A categoria 200 cc em Mario Kart destacou-se pela velocidade, mas muitas pistas não estavam preparadas para o andamento adicional. Em Fast Racing Neo, pese embora as inúmeras armadilhas e algumas secções menos rápidas, não há uma única pista que esteja em divergência diante do ritmo avassalador das naves. O design dos circuitos está muito bem conseguido. Existe diversidade de cenários (montanha, neve, deserto, selva planície, zona industrial, etc), perfazendo 16 circuitos muito bem realizados, cheios de secções memoráveis, com muitas luzes, cores contrastantes e uma dimensão assinalável, típica dos grandes jogos arcade. E os obstáculos não são apenas os adversários. Existem obstáculos naturais como imensos pedregulhos que rolam montanha abaixo, ventoinhas gigantes, inúmeras falhas no asfalto que forçam saltos épicos e até uma aranha gigante que à volta do circuito vai picando o asfalto, podendo atingir as naves. Há uma constante necessidade de atenção, e a precisão e rapidez com que nos desviamos destes obstáculos pode ditar sucesso em toda a linha ou uma derrota clara.

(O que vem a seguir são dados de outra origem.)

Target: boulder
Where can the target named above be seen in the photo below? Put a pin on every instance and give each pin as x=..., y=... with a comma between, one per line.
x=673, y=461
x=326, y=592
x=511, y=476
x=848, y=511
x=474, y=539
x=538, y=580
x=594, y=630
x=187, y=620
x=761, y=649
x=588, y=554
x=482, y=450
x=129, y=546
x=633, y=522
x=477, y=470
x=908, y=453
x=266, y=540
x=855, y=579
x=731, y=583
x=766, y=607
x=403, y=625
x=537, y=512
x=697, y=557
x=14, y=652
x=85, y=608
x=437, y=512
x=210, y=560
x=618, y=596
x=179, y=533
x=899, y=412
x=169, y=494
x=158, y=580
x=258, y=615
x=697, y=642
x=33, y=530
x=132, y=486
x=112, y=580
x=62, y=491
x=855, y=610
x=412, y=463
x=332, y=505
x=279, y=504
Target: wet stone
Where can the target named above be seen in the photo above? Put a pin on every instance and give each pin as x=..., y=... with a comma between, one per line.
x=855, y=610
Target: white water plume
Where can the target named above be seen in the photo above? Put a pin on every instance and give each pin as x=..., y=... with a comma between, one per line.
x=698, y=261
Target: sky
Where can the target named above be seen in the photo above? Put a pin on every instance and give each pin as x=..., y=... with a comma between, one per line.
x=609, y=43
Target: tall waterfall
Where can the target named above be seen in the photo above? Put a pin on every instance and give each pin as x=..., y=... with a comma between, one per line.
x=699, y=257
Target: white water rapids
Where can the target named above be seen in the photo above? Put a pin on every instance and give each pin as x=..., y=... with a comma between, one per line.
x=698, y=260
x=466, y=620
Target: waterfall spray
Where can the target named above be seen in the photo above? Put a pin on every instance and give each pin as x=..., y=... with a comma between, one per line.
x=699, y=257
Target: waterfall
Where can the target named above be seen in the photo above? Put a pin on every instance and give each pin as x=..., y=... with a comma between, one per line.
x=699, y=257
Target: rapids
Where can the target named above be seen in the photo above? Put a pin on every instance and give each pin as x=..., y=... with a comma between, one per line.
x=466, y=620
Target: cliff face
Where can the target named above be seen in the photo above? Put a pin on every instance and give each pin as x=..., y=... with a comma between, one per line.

A saída de pista prolongada pode levar à desintegração da nave, assim como o embate contra uma rocha, um contentor ou uma estrutura após um salto mal realizado. Nesse caso recuámos para o ponto anterior e a perda de tempo é ainda maior. Como se não bastasse o abrandamento e a perda de tempo, voltar atrás parece-nos uma punição não muito justa. Nos troféus de dificuldade elevada, um acidente pode deitar tudo a perder. A dada altura é imperativo gerir o turbo, escolher o tempo certo para acelerar a fundo e memorizar bem a pista, explorando atalhos e escapando às inúmeras armadilhas. Pena que não haja um mapa da pista, sempre útil para nos ajudar a perceber melhor a curva seguinte ou se nos encontramos numa secção rápida.
A fluidez do jogo é impressionante, não descolando dos 60 fps. Talvez no intuito de preservar esse número, só encontramos nove adversários em pista. De resto, o pelotão tende a circular muito próximo e rapidamente podemos cair da primeira para a última posição. Em F-Zero GX, existem 29 adversários. Em termos de opções multiplayer, o jogo contempla a possibilidade de ecrã dividido até quatro jogadores ou corridas online, com os amigos ou jogadores do território, até 8 participantes. Quanto ao modo Hero, é só para profissionais e perfeccionistas de Fast Racing Neo. Terão que desbloquear todas as ligas do modo carreira, e a competição que terão pela frente é muito mais exigente, nem se dá por concluída com um lugar no pódio. Só a primeira posição interessa.
Destaque para a boa banda sonora, com imensas músicas electrónicas e sonoridades que encaixam bem no "ecosistema". Um conjunto muito bem conseguido e coeso, e uma abordagem marcante em termos de design, parecendo um jogo simples mas elegante e equipado a rigor. Por 15 euros terão a correr no GamePad da Wii U uma das surpresas deste final de ano e um saudável rival de Mario Kart 8. A Shin'en é um pequeno estúdio que desta vez se agigantou e conseguiu competir com os grandes, mesmo com os parcos recursos. Às vezes é assim, quando menos se espera algo de bom acontece e Fast Racing Neo é um dos jogos bons deste final de ano, e de 2015.